Tiga terdakwa dalam perkara ini yakni M. Hendrawan Eriyadi selaku Direktur Utama PT LEB, Budi Kurniawan selaku Direktur Operasional, serta Heri Wardoyo selaku Komisaris PT LEB.
Dalam dakwaan pada sidang sebelumnya, jaksa menyebut para terdakwa melakukan pengelolaan dana PI 10 persen WK OSES secara melawan hukum yang diduga menimbulkan kerugian negara sebesar Rp258 miliar.
“Para terdakwa telah melakukan pengelolaan dana PI 10 persen WK OSES secara tidak tertib dan tidak taat terhadap peraturan perundang-undangan,” ujar jaksa dalam dakwaannya.
Menanggapi hal tersebut, Muhammad Yunandar selaku penasihat hukum Budi Kurniawan menilai surat dakwaan tidak cermat dan tidak menguraikan secara jelas perbuatan pidana yang dituduhkan kepada kliennya.
“Perlawanan ini kami ajukan atas dasar ketidakcermatan, ketidakjelasan, atau ketidaklengkapan terkait tindak pidana yang didakwakan oleh jaksa terhadap terdakwa,” kata Yunandar di hadapan majelis hakim.
Ia menambahkan, jaksa dinilai lebih banyak memaparkan kronologi pihak lain dibanding menguraikan secara spesifik perbuatan materiel terdakwa.
“Bahwa jaksa tidak dapat menguraikan perbuatan materil perbuatan yang dilakukan oleh terdakwa, melainkan lebih banyak menguraikan kronologi perbuatan pihak lain,” lanjutnya.
Keberatan serupa disampaikan Japriyanto Manalu, penasihat hukum Heri Wardoyo. Ia menilai dakwaan jaksa tidak menjelaskan secara konkret aliran dana yang disebut merugikan negara.
“Jika mendalilkan adanya kerugian keuangan negara, jaksa seharusnya dapat menguraikan adanya uang masuk ke rekening PT LEB. Namun dari uraian dakwaan, tidak ditemukan adanya transaksi tersebut,” ujarnya.
Japriyanto juga menilai dakwaan tidak disertai fakta hukum berupa keterangan saksi dan lebih bersifat asumsi.
“Jaksa penuntut umum juga tidak menguraikan perbuatan apa yang dilakukan oleh terdakwa, sehingga terdakwa didakwa tidak melaksanakan kewajibannya sebagai komisaris,” imbuhnya.
Sementara itu, Sultan selaku penasihat hukum Hendrawan Eriyadi menilai surat dakwaan mengandung cacat yuridis dan tidak memenuhi syarat materiil.

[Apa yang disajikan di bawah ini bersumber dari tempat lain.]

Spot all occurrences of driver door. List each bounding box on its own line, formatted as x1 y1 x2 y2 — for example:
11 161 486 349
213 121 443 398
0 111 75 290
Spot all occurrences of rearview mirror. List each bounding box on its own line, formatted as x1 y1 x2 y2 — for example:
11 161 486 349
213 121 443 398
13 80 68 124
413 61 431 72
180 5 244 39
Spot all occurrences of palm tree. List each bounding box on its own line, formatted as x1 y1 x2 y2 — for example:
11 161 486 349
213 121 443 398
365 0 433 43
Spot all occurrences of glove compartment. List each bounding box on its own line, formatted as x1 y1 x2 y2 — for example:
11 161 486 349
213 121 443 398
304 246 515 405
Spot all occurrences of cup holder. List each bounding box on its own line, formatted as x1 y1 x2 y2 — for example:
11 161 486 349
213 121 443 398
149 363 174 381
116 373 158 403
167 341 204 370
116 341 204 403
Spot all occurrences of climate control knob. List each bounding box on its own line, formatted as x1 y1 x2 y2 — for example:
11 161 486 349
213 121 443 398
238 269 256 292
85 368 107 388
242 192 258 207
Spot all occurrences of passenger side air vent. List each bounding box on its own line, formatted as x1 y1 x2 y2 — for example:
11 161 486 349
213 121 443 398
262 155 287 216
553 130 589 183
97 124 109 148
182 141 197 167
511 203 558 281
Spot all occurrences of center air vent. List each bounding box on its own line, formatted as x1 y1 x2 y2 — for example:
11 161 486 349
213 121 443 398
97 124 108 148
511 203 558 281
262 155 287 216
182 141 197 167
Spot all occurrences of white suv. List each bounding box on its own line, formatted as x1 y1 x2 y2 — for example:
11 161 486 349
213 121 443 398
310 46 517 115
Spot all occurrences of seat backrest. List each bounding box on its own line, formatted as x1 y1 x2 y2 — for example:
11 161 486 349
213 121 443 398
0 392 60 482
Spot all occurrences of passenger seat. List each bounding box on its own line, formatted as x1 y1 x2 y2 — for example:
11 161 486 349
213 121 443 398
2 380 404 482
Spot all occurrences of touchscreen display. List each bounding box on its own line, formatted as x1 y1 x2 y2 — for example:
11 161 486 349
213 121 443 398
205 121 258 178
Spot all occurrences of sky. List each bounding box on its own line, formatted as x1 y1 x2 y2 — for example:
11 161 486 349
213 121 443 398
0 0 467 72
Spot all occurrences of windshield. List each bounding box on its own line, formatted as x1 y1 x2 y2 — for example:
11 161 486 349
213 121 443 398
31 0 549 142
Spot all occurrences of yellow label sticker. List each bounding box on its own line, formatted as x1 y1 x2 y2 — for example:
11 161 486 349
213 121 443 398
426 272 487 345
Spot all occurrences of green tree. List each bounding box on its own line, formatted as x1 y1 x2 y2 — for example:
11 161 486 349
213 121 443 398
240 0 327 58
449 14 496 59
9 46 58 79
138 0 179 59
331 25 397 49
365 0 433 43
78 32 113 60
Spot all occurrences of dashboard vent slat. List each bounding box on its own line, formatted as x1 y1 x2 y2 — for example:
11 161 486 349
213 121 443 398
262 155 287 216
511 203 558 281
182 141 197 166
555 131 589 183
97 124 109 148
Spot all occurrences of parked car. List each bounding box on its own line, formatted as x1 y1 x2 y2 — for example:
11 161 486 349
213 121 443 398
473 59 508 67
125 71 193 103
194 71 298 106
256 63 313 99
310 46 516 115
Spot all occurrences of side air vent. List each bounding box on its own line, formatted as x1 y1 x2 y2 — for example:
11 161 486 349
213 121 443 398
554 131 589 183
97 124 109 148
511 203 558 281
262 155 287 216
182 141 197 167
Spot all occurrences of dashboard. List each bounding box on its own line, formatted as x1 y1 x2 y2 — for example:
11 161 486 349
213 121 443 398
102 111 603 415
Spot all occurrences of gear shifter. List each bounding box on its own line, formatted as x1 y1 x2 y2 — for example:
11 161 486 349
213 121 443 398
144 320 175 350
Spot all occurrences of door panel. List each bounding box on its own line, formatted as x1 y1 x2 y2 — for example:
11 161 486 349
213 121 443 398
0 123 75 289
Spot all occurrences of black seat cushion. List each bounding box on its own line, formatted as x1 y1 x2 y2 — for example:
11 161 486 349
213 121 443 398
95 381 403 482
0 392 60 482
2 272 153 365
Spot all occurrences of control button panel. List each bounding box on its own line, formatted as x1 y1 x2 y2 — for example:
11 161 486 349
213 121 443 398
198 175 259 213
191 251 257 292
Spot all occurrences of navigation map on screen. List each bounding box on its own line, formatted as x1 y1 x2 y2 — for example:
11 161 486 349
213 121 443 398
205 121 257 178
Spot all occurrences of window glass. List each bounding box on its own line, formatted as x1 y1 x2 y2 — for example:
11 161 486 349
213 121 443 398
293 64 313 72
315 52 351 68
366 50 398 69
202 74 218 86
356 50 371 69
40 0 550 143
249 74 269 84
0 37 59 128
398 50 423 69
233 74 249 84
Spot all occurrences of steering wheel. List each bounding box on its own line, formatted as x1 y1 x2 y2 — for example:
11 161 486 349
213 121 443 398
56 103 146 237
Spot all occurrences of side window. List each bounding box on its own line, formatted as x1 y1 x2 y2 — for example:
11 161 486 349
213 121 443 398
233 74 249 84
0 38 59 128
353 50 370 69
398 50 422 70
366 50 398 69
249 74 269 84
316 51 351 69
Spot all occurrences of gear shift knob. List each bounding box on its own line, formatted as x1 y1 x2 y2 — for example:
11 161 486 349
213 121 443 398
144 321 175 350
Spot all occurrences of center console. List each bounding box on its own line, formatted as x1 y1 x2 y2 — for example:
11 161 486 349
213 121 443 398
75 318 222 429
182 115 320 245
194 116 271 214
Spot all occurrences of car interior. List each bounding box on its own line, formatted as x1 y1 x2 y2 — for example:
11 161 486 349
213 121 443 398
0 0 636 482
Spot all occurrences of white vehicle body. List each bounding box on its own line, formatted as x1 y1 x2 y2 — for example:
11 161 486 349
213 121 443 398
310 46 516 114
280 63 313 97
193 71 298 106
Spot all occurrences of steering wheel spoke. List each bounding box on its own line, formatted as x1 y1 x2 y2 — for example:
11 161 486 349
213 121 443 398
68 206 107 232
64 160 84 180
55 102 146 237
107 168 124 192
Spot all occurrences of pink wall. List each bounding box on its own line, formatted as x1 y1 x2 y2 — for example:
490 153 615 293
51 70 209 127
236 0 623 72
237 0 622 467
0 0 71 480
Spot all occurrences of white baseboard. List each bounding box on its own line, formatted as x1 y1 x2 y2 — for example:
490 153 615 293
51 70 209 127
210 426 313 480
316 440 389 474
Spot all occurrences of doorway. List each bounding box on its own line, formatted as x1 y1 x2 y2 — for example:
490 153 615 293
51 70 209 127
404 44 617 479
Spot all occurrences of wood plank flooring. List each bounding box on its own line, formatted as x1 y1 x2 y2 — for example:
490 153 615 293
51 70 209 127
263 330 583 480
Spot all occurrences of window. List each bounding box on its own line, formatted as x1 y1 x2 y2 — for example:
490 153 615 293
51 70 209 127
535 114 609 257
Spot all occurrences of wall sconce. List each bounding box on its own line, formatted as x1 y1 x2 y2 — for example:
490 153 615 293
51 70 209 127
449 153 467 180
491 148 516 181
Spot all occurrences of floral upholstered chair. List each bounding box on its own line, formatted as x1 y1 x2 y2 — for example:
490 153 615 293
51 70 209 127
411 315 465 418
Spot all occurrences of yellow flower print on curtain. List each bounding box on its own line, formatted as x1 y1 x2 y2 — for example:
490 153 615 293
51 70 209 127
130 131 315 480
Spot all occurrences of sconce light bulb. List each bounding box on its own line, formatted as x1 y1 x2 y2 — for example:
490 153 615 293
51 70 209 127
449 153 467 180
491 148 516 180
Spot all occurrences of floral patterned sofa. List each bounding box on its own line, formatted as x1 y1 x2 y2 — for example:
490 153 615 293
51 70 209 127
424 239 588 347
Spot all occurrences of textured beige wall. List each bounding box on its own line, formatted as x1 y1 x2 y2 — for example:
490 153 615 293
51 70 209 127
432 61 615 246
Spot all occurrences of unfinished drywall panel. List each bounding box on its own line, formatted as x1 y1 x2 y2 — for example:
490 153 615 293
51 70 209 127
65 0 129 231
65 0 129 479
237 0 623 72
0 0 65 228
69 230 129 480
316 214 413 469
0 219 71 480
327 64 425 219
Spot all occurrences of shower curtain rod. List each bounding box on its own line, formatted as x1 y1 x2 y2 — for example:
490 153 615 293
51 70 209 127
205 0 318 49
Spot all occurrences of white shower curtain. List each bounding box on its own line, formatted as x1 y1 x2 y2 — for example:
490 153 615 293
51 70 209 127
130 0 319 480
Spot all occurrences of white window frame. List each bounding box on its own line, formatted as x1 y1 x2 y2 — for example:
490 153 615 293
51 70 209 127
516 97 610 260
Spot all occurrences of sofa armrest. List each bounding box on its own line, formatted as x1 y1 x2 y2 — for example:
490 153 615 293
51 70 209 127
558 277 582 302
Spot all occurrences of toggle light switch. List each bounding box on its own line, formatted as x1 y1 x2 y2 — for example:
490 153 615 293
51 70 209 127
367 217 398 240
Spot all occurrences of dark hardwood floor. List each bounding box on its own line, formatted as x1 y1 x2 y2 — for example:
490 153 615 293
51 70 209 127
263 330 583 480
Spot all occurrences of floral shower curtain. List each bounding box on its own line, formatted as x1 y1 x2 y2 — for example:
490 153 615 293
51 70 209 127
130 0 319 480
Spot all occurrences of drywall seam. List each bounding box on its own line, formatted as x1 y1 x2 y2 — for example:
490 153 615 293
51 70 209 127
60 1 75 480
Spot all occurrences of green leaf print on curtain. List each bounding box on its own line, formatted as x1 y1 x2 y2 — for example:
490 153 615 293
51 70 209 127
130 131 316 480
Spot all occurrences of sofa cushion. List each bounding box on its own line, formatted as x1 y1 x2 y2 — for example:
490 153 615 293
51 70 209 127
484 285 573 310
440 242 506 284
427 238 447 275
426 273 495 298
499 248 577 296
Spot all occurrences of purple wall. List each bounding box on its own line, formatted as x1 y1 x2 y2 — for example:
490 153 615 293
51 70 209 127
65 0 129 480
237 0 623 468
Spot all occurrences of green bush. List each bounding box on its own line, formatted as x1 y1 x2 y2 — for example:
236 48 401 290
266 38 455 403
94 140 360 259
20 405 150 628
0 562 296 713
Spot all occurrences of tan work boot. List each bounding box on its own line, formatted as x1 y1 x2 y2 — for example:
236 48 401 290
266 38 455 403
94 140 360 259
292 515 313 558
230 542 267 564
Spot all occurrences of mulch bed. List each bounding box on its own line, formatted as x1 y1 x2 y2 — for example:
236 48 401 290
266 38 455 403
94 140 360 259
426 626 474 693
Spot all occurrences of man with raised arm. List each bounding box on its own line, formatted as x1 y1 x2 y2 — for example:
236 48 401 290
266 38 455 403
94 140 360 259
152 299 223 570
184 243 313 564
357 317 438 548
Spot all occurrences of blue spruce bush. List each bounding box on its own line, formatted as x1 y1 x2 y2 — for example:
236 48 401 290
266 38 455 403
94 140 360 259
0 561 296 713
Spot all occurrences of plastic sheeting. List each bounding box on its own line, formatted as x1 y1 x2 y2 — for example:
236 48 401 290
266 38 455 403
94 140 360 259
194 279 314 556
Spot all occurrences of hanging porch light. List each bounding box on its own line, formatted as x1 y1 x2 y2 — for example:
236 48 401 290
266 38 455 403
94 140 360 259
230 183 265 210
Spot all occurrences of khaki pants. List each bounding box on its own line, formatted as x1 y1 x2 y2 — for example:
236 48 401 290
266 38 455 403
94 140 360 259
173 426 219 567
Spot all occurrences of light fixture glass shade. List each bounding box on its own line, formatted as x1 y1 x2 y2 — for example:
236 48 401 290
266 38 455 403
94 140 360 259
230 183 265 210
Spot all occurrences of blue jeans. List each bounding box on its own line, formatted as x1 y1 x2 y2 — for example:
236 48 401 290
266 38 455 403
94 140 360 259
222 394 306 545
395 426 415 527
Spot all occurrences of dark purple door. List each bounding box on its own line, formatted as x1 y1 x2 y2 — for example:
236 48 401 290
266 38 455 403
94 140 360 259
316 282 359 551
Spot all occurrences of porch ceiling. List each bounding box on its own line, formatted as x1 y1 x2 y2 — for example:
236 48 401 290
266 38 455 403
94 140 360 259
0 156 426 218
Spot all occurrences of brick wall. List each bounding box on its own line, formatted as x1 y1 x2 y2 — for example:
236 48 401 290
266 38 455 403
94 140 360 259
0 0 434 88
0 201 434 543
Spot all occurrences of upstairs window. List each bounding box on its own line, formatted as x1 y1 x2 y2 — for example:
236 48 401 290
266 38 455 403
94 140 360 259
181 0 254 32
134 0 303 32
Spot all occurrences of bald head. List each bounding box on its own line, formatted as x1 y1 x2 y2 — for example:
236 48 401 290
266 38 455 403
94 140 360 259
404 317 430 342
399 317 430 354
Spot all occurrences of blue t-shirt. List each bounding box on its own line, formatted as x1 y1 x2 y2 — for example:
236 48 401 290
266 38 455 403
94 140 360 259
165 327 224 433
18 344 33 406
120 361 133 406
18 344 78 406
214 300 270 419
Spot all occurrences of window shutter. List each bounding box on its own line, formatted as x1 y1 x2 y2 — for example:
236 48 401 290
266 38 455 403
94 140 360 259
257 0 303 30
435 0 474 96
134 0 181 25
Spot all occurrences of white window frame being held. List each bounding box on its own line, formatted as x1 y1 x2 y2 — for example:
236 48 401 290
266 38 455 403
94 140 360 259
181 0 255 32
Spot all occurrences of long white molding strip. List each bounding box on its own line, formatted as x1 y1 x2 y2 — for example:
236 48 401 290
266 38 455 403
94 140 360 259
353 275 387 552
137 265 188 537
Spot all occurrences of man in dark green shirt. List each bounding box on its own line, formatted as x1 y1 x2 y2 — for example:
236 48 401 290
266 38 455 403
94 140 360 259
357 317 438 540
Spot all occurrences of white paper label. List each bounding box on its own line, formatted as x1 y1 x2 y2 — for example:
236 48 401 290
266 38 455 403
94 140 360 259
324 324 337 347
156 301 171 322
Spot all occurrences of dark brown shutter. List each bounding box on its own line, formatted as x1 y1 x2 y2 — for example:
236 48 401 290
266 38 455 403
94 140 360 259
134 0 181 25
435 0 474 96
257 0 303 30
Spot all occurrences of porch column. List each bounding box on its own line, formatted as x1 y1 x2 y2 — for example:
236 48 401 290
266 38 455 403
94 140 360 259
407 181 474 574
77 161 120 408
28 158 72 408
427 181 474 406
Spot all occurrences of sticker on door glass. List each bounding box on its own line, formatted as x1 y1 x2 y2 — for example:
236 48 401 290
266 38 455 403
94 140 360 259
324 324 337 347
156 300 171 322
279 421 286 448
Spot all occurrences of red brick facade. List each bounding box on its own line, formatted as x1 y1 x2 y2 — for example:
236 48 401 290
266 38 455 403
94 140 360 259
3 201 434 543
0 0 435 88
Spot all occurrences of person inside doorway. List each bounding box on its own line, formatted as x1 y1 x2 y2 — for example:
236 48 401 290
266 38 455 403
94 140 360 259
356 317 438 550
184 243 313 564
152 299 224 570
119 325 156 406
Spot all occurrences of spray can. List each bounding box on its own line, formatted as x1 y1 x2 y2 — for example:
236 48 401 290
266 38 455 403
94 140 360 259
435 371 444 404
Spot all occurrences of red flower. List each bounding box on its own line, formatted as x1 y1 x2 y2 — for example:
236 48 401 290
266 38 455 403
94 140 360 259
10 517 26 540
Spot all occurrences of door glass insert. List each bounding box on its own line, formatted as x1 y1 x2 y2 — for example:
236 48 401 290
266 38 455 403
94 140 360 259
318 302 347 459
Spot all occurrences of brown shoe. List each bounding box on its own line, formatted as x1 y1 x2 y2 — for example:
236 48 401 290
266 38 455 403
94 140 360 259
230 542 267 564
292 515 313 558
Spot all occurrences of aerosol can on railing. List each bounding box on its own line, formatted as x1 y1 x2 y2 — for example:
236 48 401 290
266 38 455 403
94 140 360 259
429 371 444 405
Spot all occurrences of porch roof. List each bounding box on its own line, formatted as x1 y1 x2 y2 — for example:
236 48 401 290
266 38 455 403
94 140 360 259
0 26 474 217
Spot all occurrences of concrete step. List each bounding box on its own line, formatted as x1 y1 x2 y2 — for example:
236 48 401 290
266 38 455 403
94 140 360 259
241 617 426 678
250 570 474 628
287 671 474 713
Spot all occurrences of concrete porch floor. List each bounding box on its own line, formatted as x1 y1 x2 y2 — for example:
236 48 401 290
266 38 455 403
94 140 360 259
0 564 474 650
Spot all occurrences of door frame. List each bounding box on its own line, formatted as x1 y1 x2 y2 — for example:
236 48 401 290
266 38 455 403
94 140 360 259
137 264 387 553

“Dakwaan menjadi tidak cermat, tidak teliti, dan tidak lengkap atau obscuur libel. Oleh karena itu, harus dinyatakan batal demi hukum,” tegasnya.
Usai mendengarkan seluruh eksepsi, majelis hakim menutup persidangan dan menjadwalkan sidang lanjutan pada Rabu, 18 Februari 2026 dengan agenda tanggapan jaksa atas keberatan para terdakwa. (Robby Malaheksa)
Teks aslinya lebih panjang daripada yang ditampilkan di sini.